Mantan asisten Sir Alex Ferguson di Manchester United ini mengemban misi khusus untuk memimpin Ghana dalam kampanye Piala Dunia FIFA 2026 di Amerika Serikat, Kanada, dan Meksiko.
Penunjukan berusia 73 tahun itu mengakhiri pencarian selama dua minggu setelah pemecatan Otto Addo pada akhir Maret lalu.
Kontrak Queiroz disusun sebagai kesepakatan jangka pendek yang akan dievaluasi kembali setelah turnamen berakhir.
Fleksibilitas dan Kekuatan Sayap

Carlos Queiroz saat melatih IRAN (Sumber: ESPN)
Queiroz dikenal sebagai pelatih yang sangat mengutamakan disiplin taktik dan organisasi pertahanan yang solid, seperti yang ia tunjukkan selama hampir delapan tahun menangani Iran.
- Formasi Andalan: dalam 10 Pertandingan Terakhirnya Queiroz sering menerapkan formasi 4-1-4-1 yang bersifat fluid dan dapat bertransformasi menjadi 4-2-3-1 tergantung situasi pertandingan.

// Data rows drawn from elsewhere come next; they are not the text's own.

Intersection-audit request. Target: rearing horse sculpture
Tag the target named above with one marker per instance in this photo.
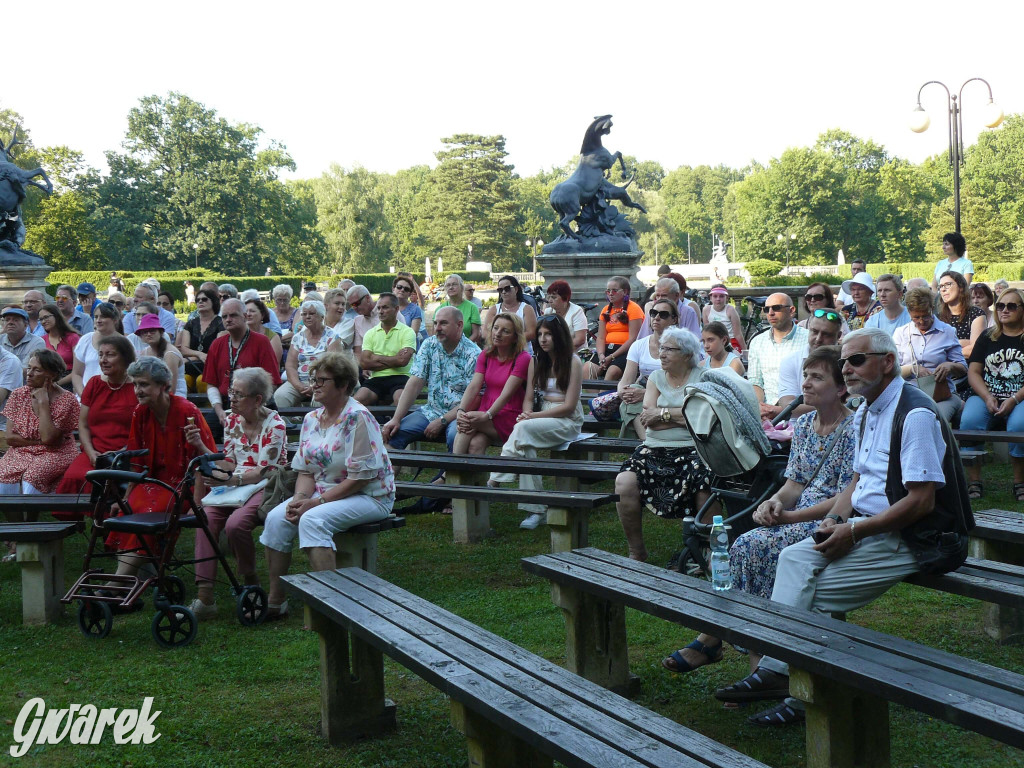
(589, 179)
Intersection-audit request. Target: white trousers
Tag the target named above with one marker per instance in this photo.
(806, 580)
(531, 434)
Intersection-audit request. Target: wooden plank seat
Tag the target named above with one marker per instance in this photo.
(567, 510)
(516, 709)
(40, 554)
(845, 674)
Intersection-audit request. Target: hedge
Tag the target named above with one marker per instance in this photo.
(173, 282)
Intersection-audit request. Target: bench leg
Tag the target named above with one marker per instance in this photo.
(568, 528)
(595, 640)
(846, 728)
(488, 747)
(352, 702)
(356, 551)
(42, 581)
(1003, 624)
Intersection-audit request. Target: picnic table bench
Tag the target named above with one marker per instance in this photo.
(845, 674)
(515, 709)
(40, 554)
(567, 510)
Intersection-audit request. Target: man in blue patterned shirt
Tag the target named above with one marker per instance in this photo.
(445, 364)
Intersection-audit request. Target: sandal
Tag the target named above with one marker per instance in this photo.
(759, 684)
(777, 716)
(678, 665)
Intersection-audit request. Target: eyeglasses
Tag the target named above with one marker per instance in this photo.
(858, 359)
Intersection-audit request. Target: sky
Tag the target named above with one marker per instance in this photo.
(379, 84)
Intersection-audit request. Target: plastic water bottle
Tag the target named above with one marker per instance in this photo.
(721, 576)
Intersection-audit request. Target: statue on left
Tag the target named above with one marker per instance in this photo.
(13, 181)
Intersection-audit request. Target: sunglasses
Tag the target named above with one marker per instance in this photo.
(858, 359)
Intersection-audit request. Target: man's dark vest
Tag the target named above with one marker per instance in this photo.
(939, 539)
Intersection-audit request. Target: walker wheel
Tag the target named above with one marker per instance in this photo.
(252, 606)
(173, 592)
(94, 619)
(174, 626)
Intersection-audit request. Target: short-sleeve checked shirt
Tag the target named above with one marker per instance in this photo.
(446, 375)
(922, 449)
(766, 358)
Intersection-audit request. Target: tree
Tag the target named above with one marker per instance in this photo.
(470, 202)
(190, 185)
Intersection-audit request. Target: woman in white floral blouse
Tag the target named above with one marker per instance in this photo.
(345, 477)
(254, 439)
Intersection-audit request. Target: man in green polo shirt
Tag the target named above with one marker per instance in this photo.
(387, 352)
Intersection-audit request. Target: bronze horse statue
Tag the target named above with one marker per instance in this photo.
(590, 178)
(12, 188)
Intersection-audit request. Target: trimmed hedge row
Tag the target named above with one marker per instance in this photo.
(173, 282)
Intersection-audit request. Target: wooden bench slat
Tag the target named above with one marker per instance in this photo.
(818, 645)
(386, 629)
(508, 685)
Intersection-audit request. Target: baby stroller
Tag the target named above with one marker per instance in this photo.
(102, 594)
(747, 472)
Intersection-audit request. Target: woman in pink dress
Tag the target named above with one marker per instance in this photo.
(502, 370)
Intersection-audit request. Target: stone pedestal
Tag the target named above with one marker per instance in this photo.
(588, 272)
(14, 281)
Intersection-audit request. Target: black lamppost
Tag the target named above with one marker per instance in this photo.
(920, 122)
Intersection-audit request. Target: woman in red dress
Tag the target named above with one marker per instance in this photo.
(174, 432)
(108, 401)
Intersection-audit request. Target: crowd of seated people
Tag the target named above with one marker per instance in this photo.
(342, 350)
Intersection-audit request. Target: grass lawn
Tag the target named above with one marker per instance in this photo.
(242, 696)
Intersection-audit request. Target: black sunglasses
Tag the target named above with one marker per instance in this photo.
(858, 359)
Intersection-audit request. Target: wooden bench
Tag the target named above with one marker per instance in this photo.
(845, 674)
(514, 708)
(356, 547)
(40, 553)
(567, 510)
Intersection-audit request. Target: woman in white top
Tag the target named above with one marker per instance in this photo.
(720, 310)
(719, 351)
(643, 359)
(559, 294)
(107, 322)
(510, 300)
(556, 377)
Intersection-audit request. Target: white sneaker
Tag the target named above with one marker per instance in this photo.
(202, 610)
(532, 520)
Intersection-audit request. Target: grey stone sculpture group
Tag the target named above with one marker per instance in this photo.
(13, 181)
(586, 199)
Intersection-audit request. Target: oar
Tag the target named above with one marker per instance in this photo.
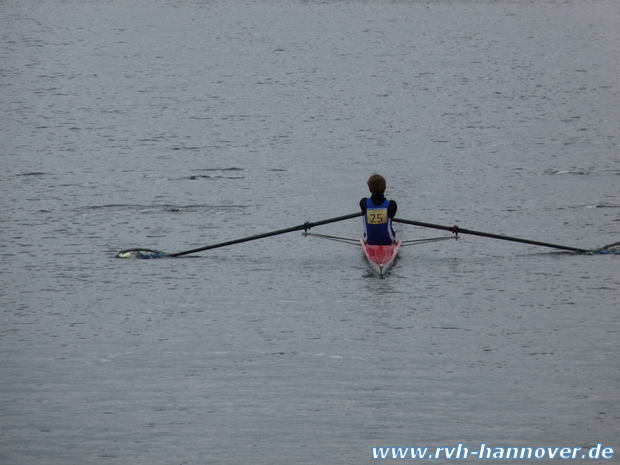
(306, 225)
(457, 230)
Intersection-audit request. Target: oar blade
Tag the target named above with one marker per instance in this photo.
(141, 254)
(150, 253)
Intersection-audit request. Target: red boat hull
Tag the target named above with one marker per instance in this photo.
(381, 257)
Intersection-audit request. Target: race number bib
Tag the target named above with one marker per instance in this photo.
(377, 216)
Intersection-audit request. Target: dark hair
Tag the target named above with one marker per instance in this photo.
(376, 184)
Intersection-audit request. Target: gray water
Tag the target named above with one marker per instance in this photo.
(174, 125)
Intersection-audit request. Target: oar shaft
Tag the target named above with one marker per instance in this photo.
(268, 234)
(493, 236)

- Gaya Bermain: Mengingat materi pemain Ghana saat ini, Queiroz kemungkinan besar akan memaksimalkan serangan dari sisi sayap. Strategi ini bertujuan untuk mengeksploitasi kecepatan dan kemampuan individu pemain sayap dalam situasi transisi cepat
- Uji Coba: Queiroz akan mulai mengevaluasi skuad dan mematangkan taktiknya dalam laga persahabatan mendatang melawan Meksiko dan Wales sebelum terjun ke babak grup Piala Dunia melawan Panama, Inggris, dan Kroasia.
Prakiraan Formasi
Berdasarkan skuad terkini yang berlaga di AFCON dan laga uji coba terakhir, Queiroz diprediksi akan menurunkan:
Kiper : Lawrenze Ati-Zigi
Pemain Bertahan : Alidu Seidu (Kanan), Mohammed Salisu, Alexander Djiku, Gideon Mensah (Kiri)
Gelandang Bertahan (Double Pivot): Thomas Partey, Salis Abdul Samed.
Gelandang Serang/Winger: Antoine Semenyo (Sayap Kanan), Mohammed Kudus (Gelandang Serang/Nomor 10), Jordan Ayew (Sayap Kiri)
Penyerang: Inaki Williams.
Pemilihan Mohammed Kudus (Tottenham Hotspur) dan Antoine Semenyo (Manchester City) diprediksi akan menjadi kunci dalam skema serangan sayap yang diinginkan Queiroz.
Kudus diharapkan menjadi motor kreativitas di lini tengah, sementara Semenyo dan Inaki Williams akan menjadi ancaman utama melalui kecepatan mereka.
Rekam Jejak Luar Biasa
Queiroz membawa pengalaman yang sangat luas dengan catatan telah memimpin tim nasional di lima edisi Piala Dunia yang berbeda. Selain Portugal dan Iran, ia juga pernah membawa Mesir hingga ke final AFCON 2021.

Carlos Queiroz saat melatih IRAN (Sumber: ESPN)
"Ini bukan sekadar pekerjaan biasa, ini adalah sebuah misi," tegas Queiroz dalam pernyataan resminya. Tugas berat menantinya untuk membangkitkan Black Stars setelah mereka dipastikan absen dari Piala Afrika 2025 mendatang.